Causette : Il y a vingt ans, vous le rappelez, les crèches privées n’existaient pas. En 2013, elles représentaient 11% du secteur, et 24% aujourd’hui. Comment expliquer ce développement fulgurant ?
Mathieu Périsse : C'est la rencontre entre un contexte et des décisions politiques. Au début des années 2000, la France était en pénurie structurelle de places en crèches – qui est le mode de garde le plus demandé par les familles. C'est toujours vrai aujourd'hui, mais ça l’était encore plus à l'aune des années 2000. Pendant très longtemps, il y avait trois options : les crèches publiques, les crèches associatives ou, éventuellement, les crèches hospitalières. Il n’existait pas de crèches privées, pour une très bonne raison : ce n'était pas rentable. D’où le fait que, pendant très longtemps, les crèches sont restées complètement en dehors de la sphère marchande.

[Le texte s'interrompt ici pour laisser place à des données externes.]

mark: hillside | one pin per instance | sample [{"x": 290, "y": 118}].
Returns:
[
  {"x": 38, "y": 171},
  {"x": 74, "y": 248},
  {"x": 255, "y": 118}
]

Mais au début des années 2000, essentiellement sous le mandat de Jacques Chirac – dont le ministre de la famille était, à l'époque, Christian Jacob – les personnels politiques, se sont dit qu’il était temps d’inciter le privé à développer des crèches, pour créer des places en plus, et pallier cette pénurie structurelle. Cela s'est traduit par tout un tas d'incitations : les crèches privées sont devenues éligibles aux aides publiques, elles ont commencé à bénéficier d’incitations fiscales – notamment à l'égard des entreprises qui souhaiteraient réserver des places pour leurs salariés et qui, via ces incitations fiscales, ne payent qu'un quart environ du coût réel d'une[…]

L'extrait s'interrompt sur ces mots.